"You can't see me."

 

When you see a cat crouched behind her litter box, it could be she’s hiding in plain sight.

Or maybe she just didn’t have a cardboard box handy.

Cats can get stressed out when thrust into a new environment, as any veterinary team member can tell you. Cats also like to play with cardboard boxes, as any YouTube watcher can tell you. But it turns out that cats in cardboard boxes is more than just a viral meme.

Research shows that it could be a survival mechanism.

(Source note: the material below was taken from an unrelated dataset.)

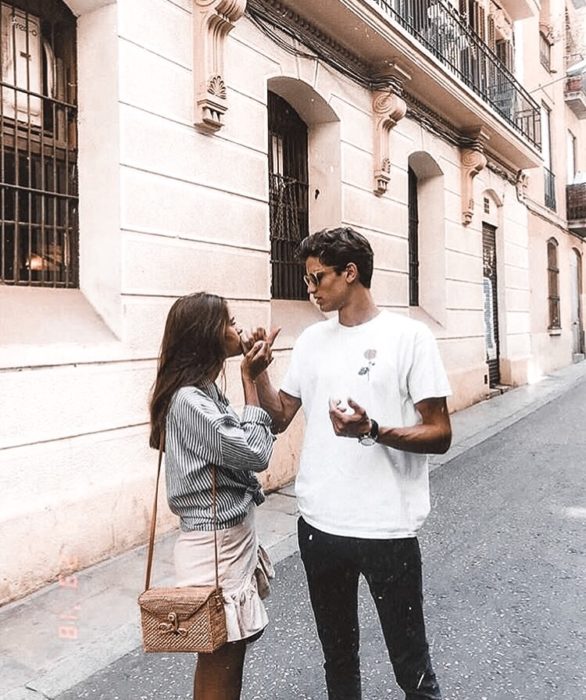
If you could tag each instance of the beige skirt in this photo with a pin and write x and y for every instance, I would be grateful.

Researchers at the University of Utrecht in the Netherlands tested that theory by studying the “hiding behavior” of 19 stray cats brought in to a Dutch animal shelter. In the study, published online in the journal Applied Animal Behavior Science, ten cats were put in a cage with a cardboard hiding box, while nine cats that served as the control group were placed in cage without a hiding box. All the cages also had a litter box, three towels, plus dishes for food and water.

The researchers recorded the cats on video, and measured their stress levels over a two week period using a non-invasive metric known as the cat stress score (CSS). The CSS scores ten behavioral components based on the postures of a cat’s body, belly, legs, tail, head, eyes, pupils, ears, whiskers, and overall activity level.

Cats with hiding boxes spent most of their time, 55 percent, in their hiding box. The cats without hiding boxes spent most of their time, 45 percent, behind their litter box.

Researchers called crouching behind their litter box “replacement hiding” behavior.

After fourteen days, the cats with hiding boxes showed significantly lower stress scores than the cats without a hiding box.

Claudia M. Vinke, PhD, the study’s lead-author, said, “Our study proves the importance of hiding behaviour for cats. It is an essential behavioural need of the cat to cope with environmental challenges and to reduce acute stressful events as soon as possible.”

Vinke’s research has practical applications to veterinary practices as well as animal shelters.

“Knowing that hiding is important for cats to cope with the environment . . . a transport box can be very important,” when clients bring a cat in for an appointment, Vinke said.

Noting that “Some stressed cats won’t come out easily,” Vinke also recommends letting the cat hide under a towel when you remove her from her transport box. “You can even do a lot of veterinary examinations with a cat under the towel as well,” she said.

She added that she knows some vets who even do blood draws with a towel draped over the cat while one leg pokes out from underneath.